Fiji football legend returns home to captain first pro club
Fiji football legend returns home to captain first pro club / Photo: © AFP

Fiji football legend returns home to captain first pro club

Roy Krishna is unfazed by the heat. "PNG will be hotter," the 38-year-old striker quips from the sidelines of a training pitch, his eye on fixtures in Papua New Guinea.

Text size:

Still, the muggy morning session has the Bula FC squad sweating heavily at the club's base in Ba, a town on Fiji's main island in a northern coastal area known for its sugarcane farms.

It is here that the country's greatest footballer of all time wants to pass on the lessons of an improbable career.

Just getting into professional football was "very hard", the Bula FC captain says.

He signed his first contract at the age of 26, transferring in 2014 to New Zealand-based side Wellington Phoenix to play in Australia's A-League.

That feat alone was remarkable for a player from Fiji, a footballing minnow that Krishna had left years earlier to play semi-professionally.

His 51 goals in just over 120 appearances for the Phoenix -- which included Golden Boot honours and the award for the league's best player -- earned him a place in Pacific football folklore.

- 'Don't go' -

A return home looked unlikely. But after six years in India, where he won a top division title and on three occasions finished as the league's joint-highest scorer, Krishna wanted to spend more time with his daughter in Fiji.

"She's just turned four and now she's having a proper conversation with me: 'Don't go, stay, where are you going?'," he says.

It helps that Fiji now has its first professional club, which only launched a few months ago.

Bula FC, where Krishna's wife is a senior executive, announced his signing in December for its participation in the inaugural season of the Oceania Football Confederation Pro League.

The FIFA-supported competition aims to help players from the likes of Vanuatu, the Solomon Islands and Tahiti forge careers in the world game.

Krishna has had to set the standards for a squad mostly made up of players who have never trained full-time.

"I wanted to tell them football is not just on the pitch, it's outside the pitch. How to look after yourself -- sleeping, the diet, what you eat, who you're hanging out with," he says.

"Here you think... you can go and drink kava and party the whole night and then come on Monday and train," he says, referring to the mildly intoxicating root drink that is traditional in the South Pacific.

"It doesn't work like that."

- 'Just smile' -

Head coach Stephane Auvray, 44, admits some were "a little clueless and naive" about the demands.

"We make a lot of stoppages (in training), so it gives us time to... make sure the players who need to be guided are guided," Auvray says.

One of those enjoying the input of Fiji's most-capped player is 16-year-old Maikah Dau, a softly spoken, silky midfielder whose father played alongside Krishna in the national team.

Dau, the youngest in the squad, says Krishna had given him plenty of encouragement.

"In the first game, he told me to go out there and just smile and just do what I do," he says.

Krishna says the players have a great opportunity to get "in the system" of professional football and "not just play in Oceania -- go abroad, go in Asia, go in Europe and follow your dreams".

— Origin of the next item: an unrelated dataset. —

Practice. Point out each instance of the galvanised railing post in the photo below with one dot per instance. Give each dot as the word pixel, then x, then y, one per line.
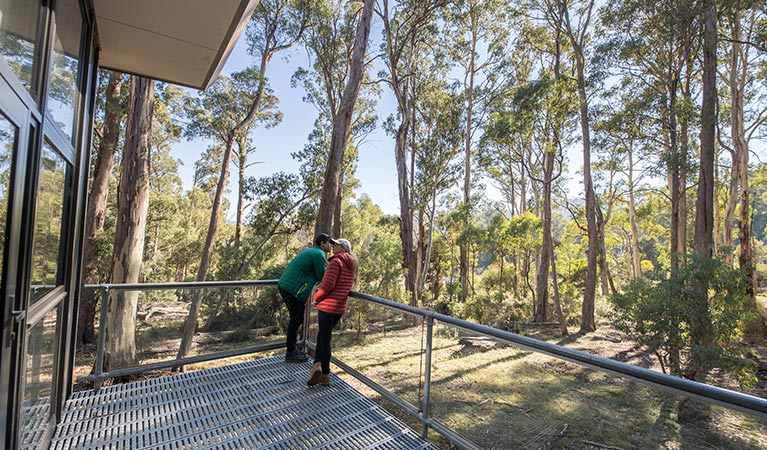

"Anything is possible," he says, drawing on his own experience growing up in a rural farming community in Labasa, on Fiji's second-largest island.

"It doesn't matter where you live, in the island or in the interior or (where) there's no internet or nothing... it will only disappoint you if you don't work for it."

Krishna accepts he is entering his final playing years, even if physically he still has the same muscular build and low centre of gravity that have made him a robust but agile forward.

His advice for his younger teammates getting their first taste of professional football is simple. "I just want these young boys to enjoy every moment of it," he says.